Secara konkritnya untuk doa pagi dan doa malam, kita mulai dengan tanda salib, kemudian 1 mazmur yang diakhiri dengan doa ‘Kemuliaan’. Lantas intensi pribadi yang ditutup dengan doa ‘Bapa Kami’ dan ‘Salam Maria’ dan tanda salib. Jika dilakukan bersama dengan anggota keluarga, orang tua terutama si bapak memberkati anak-anaknya dengan memberi tanda salib pada dahi mereka. Yang penting melakukannya dengan pelan-pelan tapi teratur akhirnya sebelum meninggal kita boleh bersama pemazmur mengatakan kepada Tuhan: Tujuh kali dalam sehari aku memuji-muji Engkau.
Kembali kepada pernyataan: hidup teratur membosankan. Apakah sungguh membosankan? Secara singkat, saya memberikan beberapa manfaat dari hidup teratur:
1.       Keteraturan membuat hidup lebih mudah. Kita tidak akan selalu memikirkan apa yang hendak kita lakukan setiap hari. Kalau kita pergi tidur jam 11 setiap malam, kita akan mudah bangun jam 5 pagi. Jika kita menempatkan barang secara teratur, kita akan mudah mendapatkannya jika kita membutuhkannya. Hidup yang teratur membuat hidup lebih otomatis dan tidak perlu memikirkannya lagi.

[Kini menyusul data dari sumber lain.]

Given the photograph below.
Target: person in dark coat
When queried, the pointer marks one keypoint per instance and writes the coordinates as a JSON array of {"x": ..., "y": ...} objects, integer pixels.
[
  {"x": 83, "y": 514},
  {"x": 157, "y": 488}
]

2.       Hidup teratur membuat perasaan aman dan nyaman. Kalau ada keteraturan, perasaan kita aman dan nyaman. Bayangkan kalau di jalan raya tidak ada keteraturan, pastilah kita tidak aman. Atau pemasukan uang tidak teratur, tentunya selalu dilanda kekuatiran. Kalau kita tidak teratur bangun dan tidur, badan kita akan terganggu.
3.       Keteraturan membuat hidup lebih indah dan bermakna. Jika hidup kita teratur, akan selalu ada perasaan bahwa kita telah memenuhi tugas kita, ada kepuasaan bahwa kita telah mencapai apa yang kita inginkan. Musik ada karena adanya keteraturan nada. Lukisan yang indah karena memenuhi kriteria tertentu.
4.       Keteraturan membuat hidup lebih sehat. Hanya dengan makan, tidur, olahraga teratur, kita bisa hidup sehat.
5.       Keteraturan membuat hidup lebih bebas. Keteraturan tidak membuat hidup kita terkurung dalam waktu. Justru membebaskan kita karena keteraturan membantu kita menghemat waktu dan energi sehingga kita bisa memikirkan dan melakukan kegiatan yang lebih besar lagi. Keteraturan membuat kita melihat semua kegiatan dalam proporsi yang benar dan berimbang. Kita dibebaskan dari perbudakan pekerjaan atau kegiatan lain misalnya menonton TV, chatting dan updating FB. Kita akan mempunyai kekuatan untuk mengontrol diri. Inilah kebebasan sejati. TV dan Facebook bukanlah segala-galanya, tetapi Tuhan.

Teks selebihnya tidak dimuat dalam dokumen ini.